Despite the higher probability of errors in gene assignments characterizing draft genomes, we decided to include them to expand the scope of our genomic comparison. A whole genome scanning was performed using a PWM derived from the region comprising several experimentally validated VirR binding sites [7, 8]. A new PWM was generated from the targets identified in the first scanning by using 30 motifs found in the promoters of genes that are orthologous to known targets and then used for a second genome scanning. In this way we avoid the biases that affect the first
matrix, obtained from only a few sequences mainly coming from one check details strain. After our two-step strategy, we collected all genes with a motif scoring more than 0.88, which is the lowest value observed for an experimentally
tested VirR target gene (corresponding to gene CPF_1074, [8]). At this threshold we retained at end 53 occurrences of the VirR motif.
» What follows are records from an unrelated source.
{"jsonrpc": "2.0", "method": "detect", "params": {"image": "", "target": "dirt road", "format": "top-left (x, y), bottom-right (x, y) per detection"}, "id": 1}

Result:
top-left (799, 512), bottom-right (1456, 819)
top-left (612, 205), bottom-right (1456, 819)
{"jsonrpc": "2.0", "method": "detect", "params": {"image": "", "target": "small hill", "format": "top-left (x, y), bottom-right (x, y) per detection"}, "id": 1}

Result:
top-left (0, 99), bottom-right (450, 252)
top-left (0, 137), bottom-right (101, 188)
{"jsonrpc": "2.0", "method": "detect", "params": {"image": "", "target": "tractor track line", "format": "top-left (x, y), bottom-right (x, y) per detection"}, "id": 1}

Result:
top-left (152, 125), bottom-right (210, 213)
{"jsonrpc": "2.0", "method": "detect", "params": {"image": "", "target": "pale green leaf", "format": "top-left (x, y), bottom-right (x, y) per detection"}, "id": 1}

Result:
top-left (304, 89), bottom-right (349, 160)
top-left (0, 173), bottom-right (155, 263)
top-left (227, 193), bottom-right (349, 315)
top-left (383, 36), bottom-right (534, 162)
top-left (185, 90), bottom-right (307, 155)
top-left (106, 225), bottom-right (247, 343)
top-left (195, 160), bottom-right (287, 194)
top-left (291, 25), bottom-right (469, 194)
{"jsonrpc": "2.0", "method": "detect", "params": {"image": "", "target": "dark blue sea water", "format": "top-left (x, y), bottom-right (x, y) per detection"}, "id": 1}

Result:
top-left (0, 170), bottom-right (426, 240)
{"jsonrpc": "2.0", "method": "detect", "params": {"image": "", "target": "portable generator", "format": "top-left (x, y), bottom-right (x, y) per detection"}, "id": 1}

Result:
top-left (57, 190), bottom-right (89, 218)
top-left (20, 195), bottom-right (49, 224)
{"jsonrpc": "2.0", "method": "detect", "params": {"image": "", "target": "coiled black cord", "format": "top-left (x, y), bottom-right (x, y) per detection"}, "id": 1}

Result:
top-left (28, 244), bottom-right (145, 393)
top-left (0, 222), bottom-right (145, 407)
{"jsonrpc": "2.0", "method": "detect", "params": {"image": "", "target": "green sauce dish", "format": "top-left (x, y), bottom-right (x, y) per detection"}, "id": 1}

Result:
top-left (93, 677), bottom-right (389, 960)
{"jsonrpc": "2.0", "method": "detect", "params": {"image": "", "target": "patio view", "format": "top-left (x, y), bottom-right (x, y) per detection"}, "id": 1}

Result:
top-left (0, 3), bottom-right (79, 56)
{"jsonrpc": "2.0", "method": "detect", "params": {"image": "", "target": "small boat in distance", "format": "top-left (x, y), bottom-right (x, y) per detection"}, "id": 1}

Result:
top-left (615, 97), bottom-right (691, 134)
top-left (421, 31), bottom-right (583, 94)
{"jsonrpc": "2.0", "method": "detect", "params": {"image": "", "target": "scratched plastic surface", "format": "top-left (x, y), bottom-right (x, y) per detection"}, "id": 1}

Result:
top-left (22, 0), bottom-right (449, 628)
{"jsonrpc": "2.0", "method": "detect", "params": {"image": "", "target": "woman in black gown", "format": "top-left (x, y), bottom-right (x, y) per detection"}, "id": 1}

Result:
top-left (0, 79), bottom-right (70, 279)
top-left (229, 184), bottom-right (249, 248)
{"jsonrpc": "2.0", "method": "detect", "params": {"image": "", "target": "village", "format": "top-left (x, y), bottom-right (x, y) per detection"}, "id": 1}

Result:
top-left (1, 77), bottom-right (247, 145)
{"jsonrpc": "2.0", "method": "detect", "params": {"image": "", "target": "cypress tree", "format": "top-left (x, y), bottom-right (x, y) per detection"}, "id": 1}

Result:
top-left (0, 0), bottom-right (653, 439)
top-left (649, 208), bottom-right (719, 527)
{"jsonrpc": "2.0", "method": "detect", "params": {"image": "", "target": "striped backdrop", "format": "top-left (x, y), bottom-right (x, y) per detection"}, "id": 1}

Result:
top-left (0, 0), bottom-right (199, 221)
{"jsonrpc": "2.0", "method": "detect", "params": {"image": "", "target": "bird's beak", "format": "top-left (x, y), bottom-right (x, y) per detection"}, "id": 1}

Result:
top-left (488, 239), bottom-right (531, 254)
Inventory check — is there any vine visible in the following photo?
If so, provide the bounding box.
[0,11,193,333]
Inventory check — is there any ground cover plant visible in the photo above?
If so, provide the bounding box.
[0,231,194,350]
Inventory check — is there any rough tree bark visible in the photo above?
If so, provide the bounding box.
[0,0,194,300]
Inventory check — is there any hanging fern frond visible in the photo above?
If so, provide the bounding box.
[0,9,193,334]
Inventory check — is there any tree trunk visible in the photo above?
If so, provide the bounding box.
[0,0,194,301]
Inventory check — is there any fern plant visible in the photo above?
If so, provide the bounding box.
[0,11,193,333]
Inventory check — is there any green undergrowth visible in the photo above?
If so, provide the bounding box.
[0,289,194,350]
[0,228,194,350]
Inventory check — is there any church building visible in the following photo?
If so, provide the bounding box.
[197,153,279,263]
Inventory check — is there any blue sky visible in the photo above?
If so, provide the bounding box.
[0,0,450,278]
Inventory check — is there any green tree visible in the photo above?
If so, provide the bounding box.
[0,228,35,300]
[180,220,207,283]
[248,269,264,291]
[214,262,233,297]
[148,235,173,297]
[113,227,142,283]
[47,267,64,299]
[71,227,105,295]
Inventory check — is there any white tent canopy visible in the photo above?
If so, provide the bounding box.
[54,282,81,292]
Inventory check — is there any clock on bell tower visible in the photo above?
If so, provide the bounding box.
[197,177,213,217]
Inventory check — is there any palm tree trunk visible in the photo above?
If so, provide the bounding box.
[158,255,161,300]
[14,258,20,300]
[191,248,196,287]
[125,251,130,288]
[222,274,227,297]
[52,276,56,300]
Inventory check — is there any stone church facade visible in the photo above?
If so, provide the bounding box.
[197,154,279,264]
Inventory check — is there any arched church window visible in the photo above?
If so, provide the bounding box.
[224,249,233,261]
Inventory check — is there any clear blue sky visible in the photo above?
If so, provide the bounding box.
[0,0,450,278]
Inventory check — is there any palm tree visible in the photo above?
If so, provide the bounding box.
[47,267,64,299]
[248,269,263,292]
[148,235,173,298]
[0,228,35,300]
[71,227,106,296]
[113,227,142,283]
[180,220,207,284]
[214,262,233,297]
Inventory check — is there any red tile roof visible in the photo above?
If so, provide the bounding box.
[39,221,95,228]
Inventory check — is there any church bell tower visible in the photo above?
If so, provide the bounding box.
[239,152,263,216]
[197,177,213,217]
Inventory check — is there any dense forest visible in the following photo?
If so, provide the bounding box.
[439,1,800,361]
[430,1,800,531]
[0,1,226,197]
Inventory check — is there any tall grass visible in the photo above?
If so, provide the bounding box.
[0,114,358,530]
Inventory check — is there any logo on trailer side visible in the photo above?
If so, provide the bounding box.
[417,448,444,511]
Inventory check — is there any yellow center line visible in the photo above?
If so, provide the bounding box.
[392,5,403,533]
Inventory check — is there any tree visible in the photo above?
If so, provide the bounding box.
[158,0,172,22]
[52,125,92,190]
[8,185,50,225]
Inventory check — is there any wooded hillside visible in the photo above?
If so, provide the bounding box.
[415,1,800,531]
Analysis of their location with respect to the start codon of the downstream coding sequence revealed thet most of them are at around 100 bp from the beginning of the gene (figure 2). The larger distance observed for some of the motifs may be due to longer 5′ untranslated regions or may account for some different level of regulation for those genes. Cell Cycle inhibitor The list of genes putatively regulated by VirR was splitted in three different groups after clustering similar sequences (see Methods), by defining the: i) conserved VirR regulon as formed by chromosomal genes retrieved in at least two different genomes; ii) the accessory regulon with chromosomal genes present in a single strain; iii) the mobile regulon, including Ceramide glucosyltransferase genes found on plasmids. Figure 2 Distribution of distances from gene. The distance of the motifs with respect to the translation start site (selleck screening library x-axis) is shown. Motifs are grouped by homology of the downstream gene (cluster identifier is on the y-axis). Most of the targets are located in the first 200 nt from the start of the gene, but some of them (and notably several corresponding to characterized ones) are
located at larger distances. Red circles correspond to orthologous groups from Table 2. The conserved VirR regulon The conserved regulon (Table 2), appeared to contain all known target genes [7, 8] with the exception of CPR 0761 and virT. The former can be identified in the genome of strain SM101 only, while the latter has been found in strain 13 and ATCC3626; in both cases we were able to identify a VirR binding motif in their promoter (Table 3). Table 2 Conserved VirR regulon Product Genomes REF ATCC13124 Str.13 SM101 F4969† JGS1721† JGS1495† JGS1987† ATCC3626† α -clostripain CPF_0840 CPE0846 CPR_0833 AC5_0918 CJD_0991 CPC_0878 AC3_1028 AC1_0991 [7] ccp 1.52 1.52 1.52 1.52 1.52 1.52 1.52 1.52 Reg.